A lover of the 60s will love this years Art Cologne. Germany's biggest art fair is beset with inspirations from years gone by, which some argue reflects Europe's current political atmosphere.
Cologne's Christian Lethert Gallery is selling both new and 60s art.
Free love and political revolt characterized the 1960s, but it seems the 1960s unofficially characterized this year's Art Cologne. The world's oldest modern art fair was packed with inspirations from another era, insinuating that what was once outdated is now back in style.
"The things of the 60s are so fresh and on the mind. It's like some of the artists are going back to the ideas of the 60s," said Benita Meisner, Director of Häusler Contemporary gallery.
One symposium at the fair focused on art and politics
While roaming through the 190 plus exhibits, this 50 year trip down memory lane becomes increasingly apparent. Zurich's Lang & Pult Gallery featured retro, three-dimensional works. Gallery owner Stefano Pult himself proudly described them as "dated."
Meanwhile, Häusler Contemporary was selling minimalistic sculptures produced back in the 1960s, which have now resurfaced due to demand.
"Maybe in the 60s they had the right questions and some of the artists are coming back to this," Meisner said.
Art reflects politics
Part of this "retro revival" has been linked to modern-day politics and buyers' desire for a radical statement.
"It is very hard to generalize but in the 60s they were much more revolutionary oriented than in the 90s" said art critic Jörg Scheller. "Today art is more pragmatic. It is still very much politically oriented, but it has become less revolutionary."
Art is rarely completley new, one gallery owner said
Scheller aired his opinions earlier at an Art Cologne symposium, which debated political correctness and transparency within the art industry. He later told Deutsche Welle how art and politics are endlessly reflective of one another.

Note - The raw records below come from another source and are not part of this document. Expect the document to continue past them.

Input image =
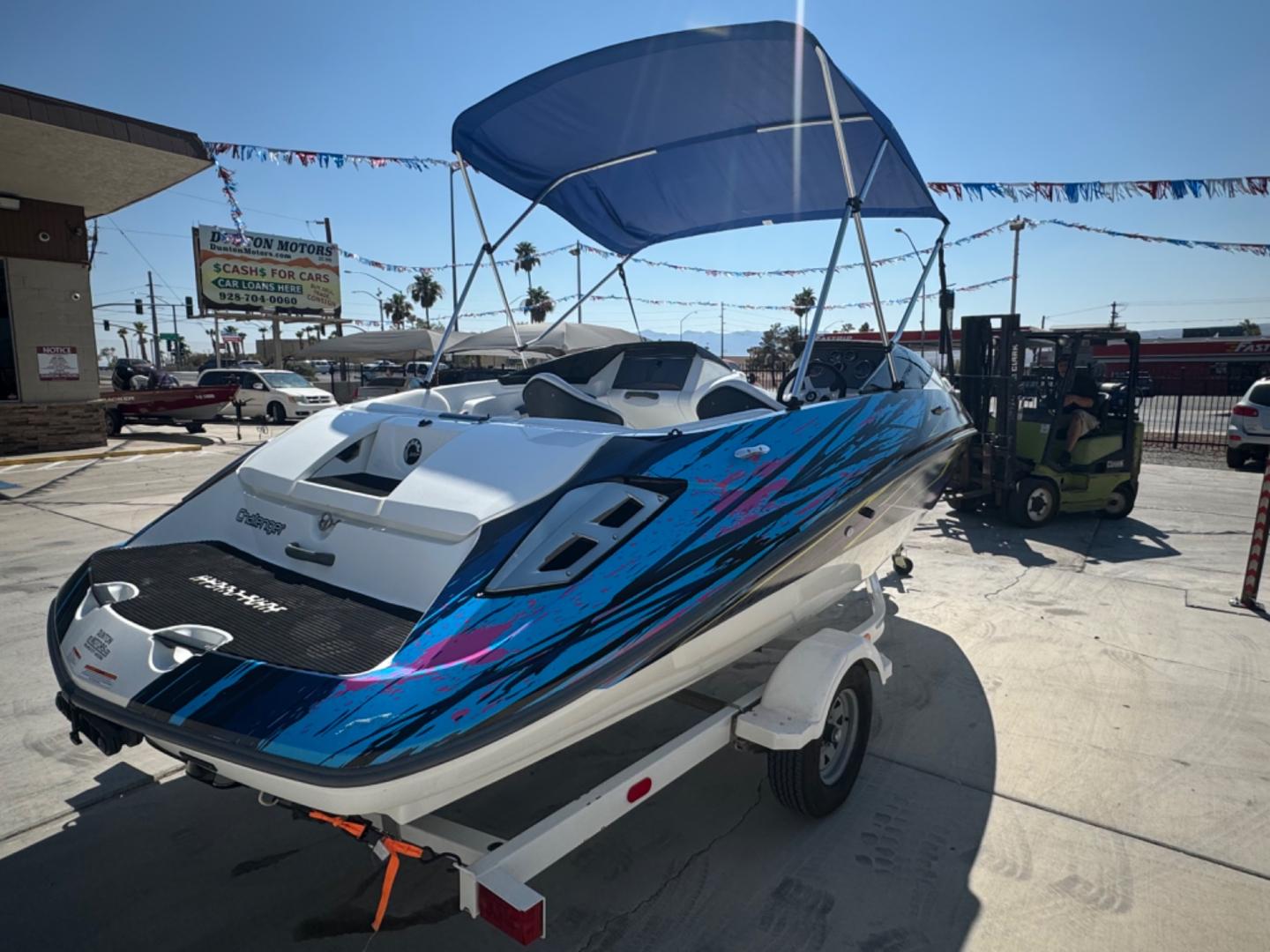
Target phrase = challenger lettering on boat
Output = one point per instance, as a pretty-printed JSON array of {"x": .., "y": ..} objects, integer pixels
[
  {"x": 270, "y": 527},
  {"x": 222, "y": 588}
]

"You have the conservative governments in France, in Great Britain, in Germany, and in Hungary," he said. "I'm careful about this, but maybe there is more than a coincidence between the comeback of traditional art, and more traditional political and social values."

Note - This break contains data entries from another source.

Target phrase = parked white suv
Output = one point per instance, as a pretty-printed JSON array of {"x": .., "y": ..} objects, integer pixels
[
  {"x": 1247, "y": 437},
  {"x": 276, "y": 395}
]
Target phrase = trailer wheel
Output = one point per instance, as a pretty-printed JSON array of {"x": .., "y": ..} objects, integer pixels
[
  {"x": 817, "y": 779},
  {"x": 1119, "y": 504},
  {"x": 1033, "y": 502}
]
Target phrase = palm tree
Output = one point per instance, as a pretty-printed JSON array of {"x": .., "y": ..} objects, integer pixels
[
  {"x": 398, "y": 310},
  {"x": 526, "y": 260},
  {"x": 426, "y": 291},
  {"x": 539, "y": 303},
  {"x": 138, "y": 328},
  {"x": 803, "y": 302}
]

However, current artists are not shying away from political topics altogether. Among others, a picture by American photographer Mitch Epstein, featured in an exhibit by the Thomas Zander gallery, depicting the bleak consequences of nuclear fallout following Japan's Fukushima crisis, was enormously popular at this year's fair.
Other gallery owners agree that art with a 60s flare is often considered more confrontational - and this increases demand.
"For example, the (early) Katharina Sieverding work is really political, conceptual work, which is not often found nowadays," said Merle Reker from Cologne's Christian Lethert Gallery.
Paintings "in fashion"
In addition to 60s inspired content, older mediums have seen a resurgence of popularity in the art scene. Paintings, sculptures and photography exhibits were the trend at Art Cologne, in comparison to digital media displays.
"There was this media-art movement which reached its peak in the 80s and 90s, so now it's just a part of what's going on" Scheller said. "Today it's painting again, just because you can sell paintings more easily, you can buy a painting and put it on the wall."
Other Art Cologne attendees agreed.
"More paintings, more traditional stuff, more prints. I think there's a traditional medium comeback," said one Leipzig art dealer, who gave his name as Christian.
Defining what's new Although Art Cologne has revived older concepts and media, the trend may not continue for much longer. Like fashion, the art industry is constantly changing to spur new values and trade opportunities.
"You have to create a new audience, you have to create new buyers," Scheller said.
These days, art and political imagery go hand and hand
He added that artistic trends go in cycles, and although artists create new ideas and innovations, they are often inspired by past modes.
Stefano Pult, of the Lang & Pult gallery, noted it can be difficult for artists to produce something completely new, especially given that they have been exposed to so many distinctive styles in their training. But he doesn't believe this should be negatively perceived.
"You hardly will find something really new, in all the fair, in all the art world" he said. "But here, people make a new reading of what has been made, (based on) what they have really understood from art, and what they know."